Quels sont alors les avantages pour les clients français d’Ebury ? « Ils sont multiples », précise S. Joubert. D’abord, payer directement en RMB leur permet de réaliser des économies sur le montant de leurs factures. En effet, lorsqu’ils importent des produits chinois, les fournisseurs français sont obligatoirement amenés à payer dans une devise étrangère, que ce soit en dollar ou en RMB la plupart du temps. Or payer en dollar les expose à un double risque : le risque de change, mais aussi celui de voir leurs fournisseurs chinois les surfacturer pour compenser les frais de change que ceux-ci doivent régler en convertissant leurs dollars en RMB.

Sullivan Joubert

Deuxième avantage : le paiement en RMB permet de se couvrir contre les conséquences du risque de change subi par ses fournisseurs chinois. Sullivan Joubert explique : « Parfois, alors que nos clients sont couverts contre le risque de change, leurs fournisseurs chinois, eux, ne le sont pas. Résultat, quand le dollar se déprécie fortement face au RMB, les fournisseurs chinois voient leurs marges réduites de façon mécanique. C’est ce qui s’est passé entre décembre 2017 et mars-avril 2018 : le dollar ayant perdu 7 % par rapport au RMB, certains fournisseurs de nos clients se sont retrouvés avec une marge inférieure à 7 %. Ils ont alors demandé à renégocier les prix, ce qui était problématique pour nos clients, puisqu’ils ont fondé leurs couvertures de change sur la base des prix qui avaient été négociés avec leurs fournisseurs en début d’année, et ils risquent de payer plus de dollars que prévu. »
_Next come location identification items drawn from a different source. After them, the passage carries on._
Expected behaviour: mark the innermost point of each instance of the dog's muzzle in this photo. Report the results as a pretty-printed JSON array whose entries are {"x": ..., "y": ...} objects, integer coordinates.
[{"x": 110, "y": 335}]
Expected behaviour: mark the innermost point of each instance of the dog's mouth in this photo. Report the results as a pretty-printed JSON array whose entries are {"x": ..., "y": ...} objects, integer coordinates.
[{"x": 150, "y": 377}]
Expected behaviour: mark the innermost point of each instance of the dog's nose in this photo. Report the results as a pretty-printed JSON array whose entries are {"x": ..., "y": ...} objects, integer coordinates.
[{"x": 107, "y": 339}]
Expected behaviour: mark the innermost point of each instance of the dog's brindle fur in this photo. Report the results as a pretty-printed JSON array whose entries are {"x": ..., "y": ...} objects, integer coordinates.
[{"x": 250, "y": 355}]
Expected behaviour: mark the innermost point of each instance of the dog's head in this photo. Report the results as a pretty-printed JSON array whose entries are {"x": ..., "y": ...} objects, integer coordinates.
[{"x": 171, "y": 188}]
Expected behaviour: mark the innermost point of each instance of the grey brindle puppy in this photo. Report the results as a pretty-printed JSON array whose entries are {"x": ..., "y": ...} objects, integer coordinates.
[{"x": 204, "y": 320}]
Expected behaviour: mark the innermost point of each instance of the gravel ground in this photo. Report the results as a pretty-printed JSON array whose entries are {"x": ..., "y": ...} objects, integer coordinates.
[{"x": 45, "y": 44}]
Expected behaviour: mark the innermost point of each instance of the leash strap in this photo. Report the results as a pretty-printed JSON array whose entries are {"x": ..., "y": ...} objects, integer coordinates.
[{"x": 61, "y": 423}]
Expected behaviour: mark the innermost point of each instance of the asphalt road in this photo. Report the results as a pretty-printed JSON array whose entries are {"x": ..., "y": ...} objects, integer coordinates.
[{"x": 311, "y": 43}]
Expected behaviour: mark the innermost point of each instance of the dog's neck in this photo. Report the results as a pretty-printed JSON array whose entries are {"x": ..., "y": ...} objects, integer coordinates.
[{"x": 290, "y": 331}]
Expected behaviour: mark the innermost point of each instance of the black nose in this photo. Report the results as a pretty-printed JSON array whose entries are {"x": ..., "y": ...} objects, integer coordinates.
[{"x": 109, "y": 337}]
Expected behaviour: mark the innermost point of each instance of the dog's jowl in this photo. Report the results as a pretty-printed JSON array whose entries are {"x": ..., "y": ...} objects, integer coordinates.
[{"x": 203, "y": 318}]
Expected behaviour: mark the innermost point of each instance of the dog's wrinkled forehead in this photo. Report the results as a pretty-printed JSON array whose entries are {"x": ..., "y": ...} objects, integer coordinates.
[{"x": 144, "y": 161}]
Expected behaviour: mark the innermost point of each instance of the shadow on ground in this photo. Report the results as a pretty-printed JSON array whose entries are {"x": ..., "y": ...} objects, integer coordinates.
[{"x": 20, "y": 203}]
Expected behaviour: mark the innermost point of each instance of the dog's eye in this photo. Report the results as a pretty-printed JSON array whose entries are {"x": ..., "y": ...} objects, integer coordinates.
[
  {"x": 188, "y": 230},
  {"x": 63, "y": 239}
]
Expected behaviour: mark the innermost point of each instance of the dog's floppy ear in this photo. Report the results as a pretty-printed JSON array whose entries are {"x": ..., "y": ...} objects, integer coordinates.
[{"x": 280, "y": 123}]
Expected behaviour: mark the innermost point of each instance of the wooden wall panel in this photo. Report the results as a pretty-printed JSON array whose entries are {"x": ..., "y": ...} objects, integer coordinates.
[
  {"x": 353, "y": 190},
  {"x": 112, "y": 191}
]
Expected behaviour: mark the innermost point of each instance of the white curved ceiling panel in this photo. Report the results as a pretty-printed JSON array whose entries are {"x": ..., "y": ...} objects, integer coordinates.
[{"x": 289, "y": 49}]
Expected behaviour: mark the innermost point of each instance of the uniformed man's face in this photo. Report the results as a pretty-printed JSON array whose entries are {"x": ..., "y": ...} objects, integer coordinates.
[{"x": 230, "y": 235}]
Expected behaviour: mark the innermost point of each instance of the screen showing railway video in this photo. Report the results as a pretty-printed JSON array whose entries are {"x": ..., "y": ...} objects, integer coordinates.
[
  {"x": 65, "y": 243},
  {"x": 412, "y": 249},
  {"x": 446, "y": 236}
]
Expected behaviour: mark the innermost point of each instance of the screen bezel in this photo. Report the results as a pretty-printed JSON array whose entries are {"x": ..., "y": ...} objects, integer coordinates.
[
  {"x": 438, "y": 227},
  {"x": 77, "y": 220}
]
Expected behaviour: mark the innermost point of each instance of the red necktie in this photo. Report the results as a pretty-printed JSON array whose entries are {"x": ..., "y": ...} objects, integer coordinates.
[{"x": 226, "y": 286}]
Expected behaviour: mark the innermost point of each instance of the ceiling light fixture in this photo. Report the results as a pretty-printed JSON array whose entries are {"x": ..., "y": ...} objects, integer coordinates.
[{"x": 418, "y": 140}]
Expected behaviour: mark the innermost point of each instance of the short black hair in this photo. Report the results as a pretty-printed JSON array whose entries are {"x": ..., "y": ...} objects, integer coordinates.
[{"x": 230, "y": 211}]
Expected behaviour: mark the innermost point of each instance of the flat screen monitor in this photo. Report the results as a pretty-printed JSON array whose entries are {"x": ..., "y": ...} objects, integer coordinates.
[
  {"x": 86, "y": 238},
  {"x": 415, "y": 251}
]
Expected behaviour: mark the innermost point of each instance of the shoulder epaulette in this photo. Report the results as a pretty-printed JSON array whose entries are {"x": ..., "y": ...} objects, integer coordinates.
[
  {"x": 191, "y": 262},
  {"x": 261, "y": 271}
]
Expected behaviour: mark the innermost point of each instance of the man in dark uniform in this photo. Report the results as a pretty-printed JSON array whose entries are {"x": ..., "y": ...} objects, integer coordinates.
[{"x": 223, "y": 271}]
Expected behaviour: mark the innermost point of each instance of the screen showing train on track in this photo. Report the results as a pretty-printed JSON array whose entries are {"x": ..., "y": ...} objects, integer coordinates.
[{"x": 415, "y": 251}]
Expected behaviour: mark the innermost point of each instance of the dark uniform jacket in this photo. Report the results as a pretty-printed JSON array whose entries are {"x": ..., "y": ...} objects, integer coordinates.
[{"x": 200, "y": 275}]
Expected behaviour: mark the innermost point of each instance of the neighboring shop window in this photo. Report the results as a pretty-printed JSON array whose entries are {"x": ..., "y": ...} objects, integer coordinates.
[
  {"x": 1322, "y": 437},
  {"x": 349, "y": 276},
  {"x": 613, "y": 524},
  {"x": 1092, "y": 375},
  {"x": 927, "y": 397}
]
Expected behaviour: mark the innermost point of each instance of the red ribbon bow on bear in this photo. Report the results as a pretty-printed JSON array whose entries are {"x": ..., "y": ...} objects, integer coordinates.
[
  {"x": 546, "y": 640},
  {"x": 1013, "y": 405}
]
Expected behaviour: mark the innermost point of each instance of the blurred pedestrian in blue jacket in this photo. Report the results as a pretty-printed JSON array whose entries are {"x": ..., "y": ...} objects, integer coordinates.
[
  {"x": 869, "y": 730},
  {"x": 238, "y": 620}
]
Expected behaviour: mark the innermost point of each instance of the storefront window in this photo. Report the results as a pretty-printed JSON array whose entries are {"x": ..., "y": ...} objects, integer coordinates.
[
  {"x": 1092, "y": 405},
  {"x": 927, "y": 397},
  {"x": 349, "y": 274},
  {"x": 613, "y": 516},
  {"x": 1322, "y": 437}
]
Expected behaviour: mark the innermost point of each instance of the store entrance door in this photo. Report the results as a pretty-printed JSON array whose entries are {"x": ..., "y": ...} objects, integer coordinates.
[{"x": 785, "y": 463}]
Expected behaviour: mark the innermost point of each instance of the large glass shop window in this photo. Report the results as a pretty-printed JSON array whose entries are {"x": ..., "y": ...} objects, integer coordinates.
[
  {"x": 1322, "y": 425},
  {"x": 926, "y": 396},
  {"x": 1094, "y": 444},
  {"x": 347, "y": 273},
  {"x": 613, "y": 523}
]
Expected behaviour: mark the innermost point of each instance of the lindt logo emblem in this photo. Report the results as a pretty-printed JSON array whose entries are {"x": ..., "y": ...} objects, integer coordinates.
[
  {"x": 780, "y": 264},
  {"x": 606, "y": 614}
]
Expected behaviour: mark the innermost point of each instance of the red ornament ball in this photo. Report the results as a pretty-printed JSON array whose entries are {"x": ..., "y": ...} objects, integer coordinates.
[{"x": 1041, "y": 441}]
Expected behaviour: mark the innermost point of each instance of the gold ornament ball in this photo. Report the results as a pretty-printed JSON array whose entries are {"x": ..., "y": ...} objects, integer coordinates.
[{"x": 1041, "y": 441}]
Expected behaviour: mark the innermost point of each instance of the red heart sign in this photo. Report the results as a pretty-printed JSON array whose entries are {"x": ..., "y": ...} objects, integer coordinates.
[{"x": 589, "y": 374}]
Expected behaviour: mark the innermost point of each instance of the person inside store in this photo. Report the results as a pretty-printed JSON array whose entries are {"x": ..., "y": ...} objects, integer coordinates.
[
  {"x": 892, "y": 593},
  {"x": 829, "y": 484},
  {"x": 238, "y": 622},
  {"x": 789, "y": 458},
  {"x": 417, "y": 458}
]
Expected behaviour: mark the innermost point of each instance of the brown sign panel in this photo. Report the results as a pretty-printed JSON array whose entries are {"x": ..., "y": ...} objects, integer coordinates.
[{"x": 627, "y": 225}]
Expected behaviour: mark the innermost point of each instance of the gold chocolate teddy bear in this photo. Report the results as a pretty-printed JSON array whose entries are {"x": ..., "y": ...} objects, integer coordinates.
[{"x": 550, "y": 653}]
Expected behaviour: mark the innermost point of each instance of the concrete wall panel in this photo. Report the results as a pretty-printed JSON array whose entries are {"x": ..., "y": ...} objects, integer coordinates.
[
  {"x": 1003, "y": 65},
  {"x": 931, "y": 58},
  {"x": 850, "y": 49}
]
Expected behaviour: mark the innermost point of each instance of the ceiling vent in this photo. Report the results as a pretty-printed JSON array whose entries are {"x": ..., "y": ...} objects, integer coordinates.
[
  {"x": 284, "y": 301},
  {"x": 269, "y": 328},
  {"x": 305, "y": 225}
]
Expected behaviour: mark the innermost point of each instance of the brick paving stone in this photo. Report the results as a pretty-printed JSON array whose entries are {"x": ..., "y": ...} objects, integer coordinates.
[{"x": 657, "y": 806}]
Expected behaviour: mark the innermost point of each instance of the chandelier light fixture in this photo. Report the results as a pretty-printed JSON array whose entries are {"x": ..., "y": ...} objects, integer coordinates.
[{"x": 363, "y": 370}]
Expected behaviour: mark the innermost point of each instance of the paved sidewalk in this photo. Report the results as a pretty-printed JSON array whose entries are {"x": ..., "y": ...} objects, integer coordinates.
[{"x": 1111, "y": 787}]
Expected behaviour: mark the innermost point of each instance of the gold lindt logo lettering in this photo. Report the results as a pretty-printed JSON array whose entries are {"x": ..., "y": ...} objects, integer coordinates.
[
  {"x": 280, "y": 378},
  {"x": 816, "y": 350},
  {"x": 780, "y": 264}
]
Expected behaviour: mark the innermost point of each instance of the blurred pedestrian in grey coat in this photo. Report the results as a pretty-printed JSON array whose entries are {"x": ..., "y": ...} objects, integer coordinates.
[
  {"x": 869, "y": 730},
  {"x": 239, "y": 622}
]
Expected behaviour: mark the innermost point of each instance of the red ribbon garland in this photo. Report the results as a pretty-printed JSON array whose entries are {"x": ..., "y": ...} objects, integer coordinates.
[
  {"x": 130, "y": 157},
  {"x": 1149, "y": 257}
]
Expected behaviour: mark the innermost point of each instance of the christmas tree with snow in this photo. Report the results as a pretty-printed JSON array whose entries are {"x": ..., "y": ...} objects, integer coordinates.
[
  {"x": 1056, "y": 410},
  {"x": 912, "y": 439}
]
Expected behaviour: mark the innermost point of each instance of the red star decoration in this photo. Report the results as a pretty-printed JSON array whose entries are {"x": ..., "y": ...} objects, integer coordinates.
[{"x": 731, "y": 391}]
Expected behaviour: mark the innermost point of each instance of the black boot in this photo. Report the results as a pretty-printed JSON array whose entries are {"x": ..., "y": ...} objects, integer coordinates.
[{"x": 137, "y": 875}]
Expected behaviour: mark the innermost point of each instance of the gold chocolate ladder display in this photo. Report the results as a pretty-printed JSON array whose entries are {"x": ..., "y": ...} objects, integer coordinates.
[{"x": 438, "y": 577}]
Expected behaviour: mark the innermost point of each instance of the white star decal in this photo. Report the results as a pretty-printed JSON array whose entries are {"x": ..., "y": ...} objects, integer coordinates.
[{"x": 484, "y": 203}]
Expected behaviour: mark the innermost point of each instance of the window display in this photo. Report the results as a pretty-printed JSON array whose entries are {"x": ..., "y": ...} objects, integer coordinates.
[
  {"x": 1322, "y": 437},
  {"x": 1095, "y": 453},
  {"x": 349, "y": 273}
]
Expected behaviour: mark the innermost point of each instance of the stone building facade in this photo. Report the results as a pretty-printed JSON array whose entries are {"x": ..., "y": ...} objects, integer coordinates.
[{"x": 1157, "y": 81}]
Enfin, Ebury a la possibilité de négocier un taux de change annualisé donc plus compétitif – avec leurs fournisseurs chinois de leurs clients. Si le cours du marché est de 1 euro pour 7,80 yuans (RMB) par exemple, Ebury pourrait obtenir une parité de 1 euro pour 7,70 ou 7,75 yuans, même si l’obtention d’un taux plus favorable n’est pas systématique.

4. Silkpay, un facilitateur du paiement en RMB

Fondée en 2017 à Paris, Silkpay est une start-up fintech implantée dans l’incubateur Village by CA géré par le Crédit agricole. Son activité consiste à promouvoir les moyens de paiement mobile chinois en France et dans d’autres pays d’Europe. Comment ? En proposant aux commerçants français et européens d’installer chez eux Alipay ou Wechat Pay, les deux solutions de paiement mobile les plus connues en Chine. Cela leur permet d’accéder à une clientèle de touristes chinois et d’accroître ainsi leur potentiel de chiffre d’affaires.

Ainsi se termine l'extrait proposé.